ChargePoint, Inc.
Notes to Consolidated Financial Statements
10. Redeemable Convertible Preferred Stock (cont.)
After payments to the holders of Series E redeemable convertible preferred stock, holders of
Series D redeemable convertible preferred stock shall be entitled to receive on a pari passu basis, and prior and in preference to any distribution of any of the assets, the amount of $1.2359 per share for each share of Series D redeemable
convertible preferred stock then held, as applicable, adjusted for any stock dividends, combinations, splits, or recapitalization, plus all declared but unpaid dividends.
After payments to the holders of Series D redeemable convertible preferred stock, the holders of the Series C and Series B redeemable
convertible preferred stock are entitled to receive the amount of $288.00 and $107.15 per share, respectively, for each share of Series C and Series B redeemable convertible preferred stock then held, as applicable, adjusted for any stock dividends,
combinations, splits, or recapitalization, plus all declared but unpaid dividends.
After payments to the holders of Series C and Series B
redeemable convertible preferred stock, the holders of the Series A redeemable convertible preferred stock are entitled to receive the amount of $128.60 per share, respectively, for each share of Series A redeemable convertible preferred stock share
then held, as applicable, adjusted for any stock dividends, combinations, splits, or recapitalization, plus all declared but unpaid dividends.
After payments to the holders of Series A redeemable convertible preferred stock, the entire remaining assets and surplus funds of the Company
legally available for distribution, if any, shall be distributed pro rata among the holders of the then outstanding common stock and redeemable convertible preferred stock on an as-converted basis, rounded
down to the next whole number of shares on a pari passu basis according to the number of shares of common stock held by such holders, until such time as each holder of then outstanding Series A, Series B, Series C, Series D, Series E, Series F,
Series G, and Series H redeemable convertible preferred stock have received an aggregate amount equal to 2, 4, 4, 4, 2.5, 4, 2, and 2 times the preference amount, respectively, of each share of redeemable convertible preferred stock held by each
holder. After these distributions have been paid to all holders of redeemable convertible preferred stock, the holders of the then outstanding common stock will be entitled to receive all remaining assets of the Company legally available for
distribution pro rata according to the number of outstanding shares of common stock then held by each holder. The redeemable convertible preferred stock will be deemed to have been automatically converted into common stock if the redemption amount
per share on an as-converted basis would be greater than such holder would otherwise be entitled to.

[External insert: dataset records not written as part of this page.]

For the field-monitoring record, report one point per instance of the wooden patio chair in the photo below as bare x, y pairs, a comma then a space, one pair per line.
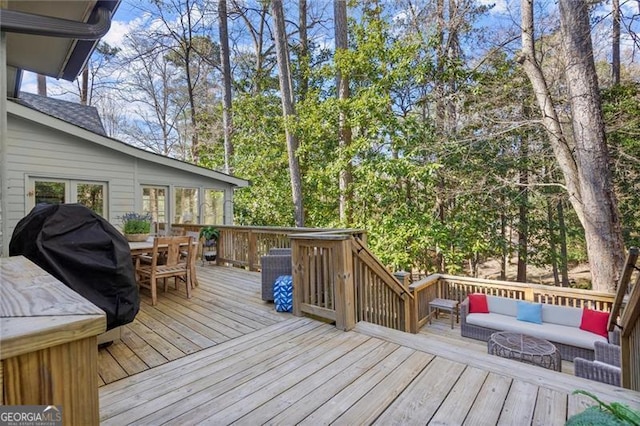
177, 264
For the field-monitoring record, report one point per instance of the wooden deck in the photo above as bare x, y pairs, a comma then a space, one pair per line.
225, 306
255, 366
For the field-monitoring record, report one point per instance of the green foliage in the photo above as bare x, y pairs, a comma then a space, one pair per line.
621, 108
135, 223
209, 233
605, 414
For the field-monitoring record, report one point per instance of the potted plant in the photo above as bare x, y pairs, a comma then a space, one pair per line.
136, 227
210, 235
604, 414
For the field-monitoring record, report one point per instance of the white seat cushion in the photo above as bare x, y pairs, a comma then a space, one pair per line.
567, 335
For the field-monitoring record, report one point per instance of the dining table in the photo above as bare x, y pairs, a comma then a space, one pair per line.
139, 248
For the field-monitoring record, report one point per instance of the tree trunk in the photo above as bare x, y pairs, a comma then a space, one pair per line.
505, 252
344, 130
552, 242
564, 272
586, 174
288, 108
615, 38
550, 120
523, 223
227, 112
602, 228
304, 50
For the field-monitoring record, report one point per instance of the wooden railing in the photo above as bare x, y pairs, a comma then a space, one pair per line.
457, 288
629, 321
630, 340
243, 246
338, 279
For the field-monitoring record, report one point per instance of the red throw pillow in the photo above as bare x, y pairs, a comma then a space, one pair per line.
478, 303
595, 322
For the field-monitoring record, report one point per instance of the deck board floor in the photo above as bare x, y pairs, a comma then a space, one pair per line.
279, 369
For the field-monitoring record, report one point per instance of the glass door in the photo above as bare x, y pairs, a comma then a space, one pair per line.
59, 191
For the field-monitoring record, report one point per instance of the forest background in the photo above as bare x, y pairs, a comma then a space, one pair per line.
411, 119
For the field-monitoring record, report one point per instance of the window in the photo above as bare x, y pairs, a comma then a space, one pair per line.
154, 201
213, 207
59, 191
186, 205
91, 195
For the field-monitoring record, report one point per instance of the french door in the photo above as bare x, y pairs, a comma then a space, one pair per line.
59, 191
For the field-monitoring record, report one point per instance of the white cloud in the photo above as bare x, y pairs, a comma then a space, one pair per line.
117, 32
500, 6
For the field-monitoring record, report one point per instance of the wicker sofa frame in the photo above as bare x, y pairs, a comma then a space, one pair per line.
567, 352
606, 370
274, 264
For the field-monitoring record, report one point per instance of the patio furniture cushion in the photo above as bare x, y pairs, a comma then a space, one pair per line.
553, 332
478, 303
529, 312
283, 293
595, 322
560, 325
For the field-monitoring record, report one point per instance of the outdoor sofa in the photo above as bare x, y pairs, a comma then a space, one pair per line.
561, 325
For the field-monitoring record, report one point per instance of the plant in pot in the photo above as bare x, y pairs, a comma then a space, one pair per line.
209, 235
136, 227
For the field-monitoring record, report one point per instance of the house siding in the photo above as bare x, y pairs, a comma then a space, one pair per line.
36, 150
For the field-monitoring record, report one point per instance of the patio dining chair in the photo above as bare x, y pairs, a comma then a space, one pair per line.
176, 252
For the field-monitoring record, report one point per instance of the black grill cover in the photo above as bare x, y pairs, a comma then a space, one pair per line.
85, 252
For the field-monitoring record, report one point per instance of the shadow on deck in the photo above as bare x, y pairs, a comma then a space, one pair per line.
256, 366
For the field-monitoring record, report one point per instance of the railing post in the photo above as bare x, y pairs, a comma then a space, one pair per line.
345, 291
528, 294
298, 277
253, 251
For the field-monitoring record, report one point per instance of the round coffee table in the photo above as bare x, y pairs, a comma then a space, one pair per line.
528, 349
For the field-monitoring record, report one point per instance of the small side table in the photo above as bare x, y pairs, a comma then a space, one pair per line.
523, 348
450, 306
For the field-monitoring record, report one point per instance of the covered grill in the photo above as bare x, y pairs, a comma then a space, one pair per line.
85, 252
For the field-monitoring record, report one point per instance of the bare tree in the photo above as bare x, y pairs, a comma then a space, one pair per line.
615, 40
344, 130
152, 89
585, 166
288, 108
227, 114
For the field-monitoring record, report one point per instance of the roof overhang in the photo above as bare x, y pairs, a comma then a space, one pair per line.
53, 38
14, 108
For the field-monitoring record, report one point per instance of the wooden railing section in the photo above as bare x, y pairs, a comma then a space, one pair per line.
457, 288
629, 321
337, 278
242, 246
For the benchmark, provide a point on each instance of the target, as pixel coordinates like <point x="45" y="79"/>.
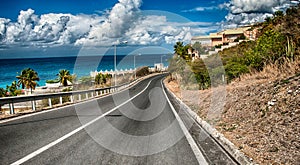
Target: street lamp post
<point x="115" y="60"/>
<point x="134" y="65"/>
<point x="161" y="62"/>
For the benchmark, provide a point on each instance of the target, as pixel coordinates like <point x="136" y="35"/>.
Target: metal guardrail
<point x="33" y="98"/>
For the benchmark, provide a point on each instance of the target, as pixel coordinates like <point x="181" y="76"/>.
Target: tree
<point x="101" y="79"/>
<point x="28" y="78"/>
<point x="22" y="78"/>
<point x="64" y="76"/>
<point x="197" y="46"/>
<point x="3" y="92"/>
<point x="12" y="89"/>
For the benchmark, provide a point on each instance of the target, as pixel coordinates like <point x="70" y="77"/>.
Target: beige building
<point x="226" y="36"/>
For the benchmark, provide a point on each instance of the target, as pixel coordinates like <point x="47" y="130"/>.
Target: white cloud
<point x="243" y="12"/>
<point x="201" y="8"/>
<point x="125" y="21"/>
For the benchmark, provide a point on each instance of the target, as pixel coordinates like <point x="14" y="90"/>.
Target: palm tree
<point x="64" y="76"/>
<point x="31" y="78"/>
<point x="3" y="92"/>
<point x="22" y="78"/>
<point x="12" y="88"/>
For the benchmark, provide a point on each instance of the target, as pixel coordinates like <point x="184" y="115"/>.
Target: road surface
<point x="135" y="126"/>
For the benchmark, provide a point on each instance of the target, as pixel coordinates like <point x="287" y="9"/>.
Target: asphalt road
<point x="135" y="126"/>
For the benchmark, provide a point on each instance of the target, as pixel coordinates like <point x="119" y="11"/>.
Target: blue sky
<point x="10" y="9"/>
<point x="35" y="28"/>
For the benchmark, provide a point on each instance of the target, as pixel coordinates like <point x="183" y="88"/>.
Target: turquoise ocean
<point x="48" y="68"/>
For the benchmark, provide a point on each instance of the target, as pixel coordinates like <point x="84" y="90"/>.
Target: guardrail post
<point x="50" y="103"/>
<point x="12" y="108"/>
<point x="33" y="105"/>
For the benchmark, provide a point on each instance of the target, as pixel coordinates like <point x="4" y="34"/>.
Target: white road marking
<point x="46" y="147"/>
<point x="66" y="106"/>
<point x="198" y="154"/>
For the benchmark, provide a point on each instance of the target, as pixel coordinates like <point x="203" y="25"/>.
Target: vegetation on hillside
<point x="278" y="41"/>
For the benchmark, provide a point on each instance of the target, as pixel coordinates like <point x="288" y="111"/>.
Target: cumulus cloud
<point x="124" y="21"/>
<point x="200" y="8"/>
<point x="243" y="12"/>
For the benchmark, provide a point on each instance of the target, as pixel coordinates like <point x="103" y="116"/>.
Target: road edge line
<point x="197" y="152"/>
<point x="219" y="137"/>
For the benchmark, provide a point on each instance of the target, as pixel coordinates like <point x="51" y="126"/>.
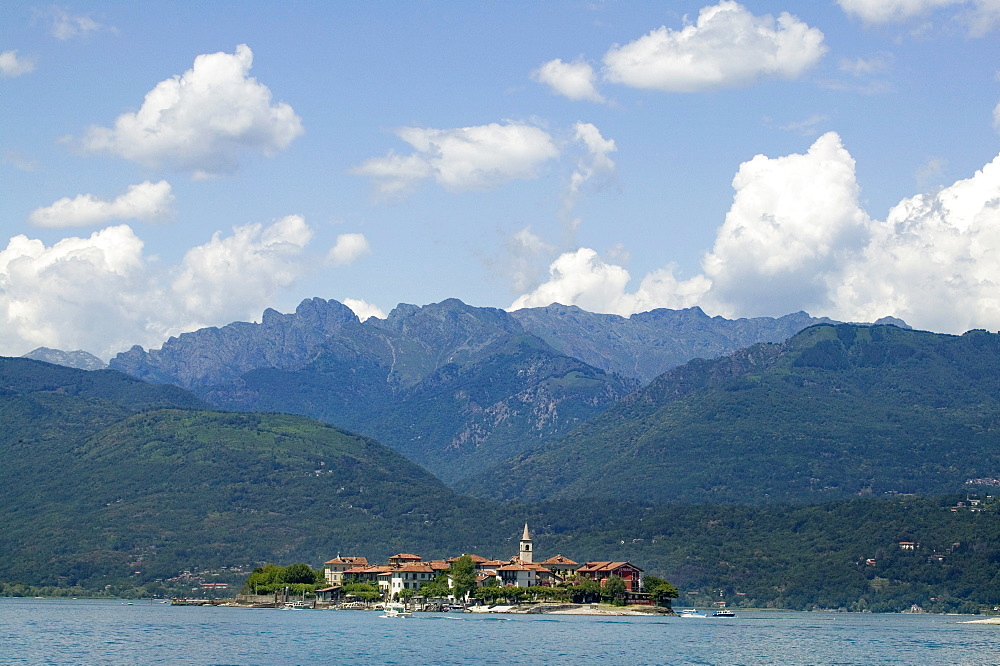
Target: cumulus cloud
<point x="146" y="201"/>
<point x="363" y="309"/>
<point x="934" y="261"/>
<point x="526" y="258"/>
<point x="597" y="160"/>
<point x="103" y="294"/>
<point x="796" y="237"/>
<point x="201" y="121"/>
<point x="464" y="158"/>
<point x="574" y="80"/>
<point x="348" y="249"/>
<point x="981" y="16"/>
<point x="726" y="47"/>
<point x="12" y="65"/>
<point x="793" y="220"/>
<point x="227" y="274"/>
<point x="582" y="278"/>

Conversion rights Each share of Series A, Series B, Series C, Series D, Series E, Series F, Series G, and Series H
redeemable convertible preferred stock are convertible, at the option of the holder thereof, at any time after the date of issuance of such share, into such number of fully paid and non-assessable shares of
common stock as is determined by dividing $91.42, $81.32, $139.14, $1.2359, $1.2359, $2.4903, $4.3659, and $5.674, respectively, by the conversion price of $1.8946, $1.8946, $1.8946, $1.2359, $1.2359, $2.4903, $4.3659, and $5.674, respectively, in
effect on the date the certificate is surrendered for conversion.
The holders of each series of redeemable convertible preferred stock
shall benefit from certain anti-dilution adjustments in the event the Company issues shares at a per share price lower than the respective issuance price of each series of redeemable convertible preferred stock.
The redeemable convertible preferred stock will automatically convert into shares of common stock at the then effective conversion price for
each such share immediately upon the Companys sale of its common stock in a firm commitment of an underwritten initial public offering pursuant to a registration statement under the Securities Act of 1933, as amended, that has a public
offering price of not less than $11.348 per share (adjusted for any stock dividends, combinations, splits, or recapitalizations) and which results in aggregate gross proceeds to the Company of not less than $100.0 million (net of underwriting
discounts, commissions, and expenses).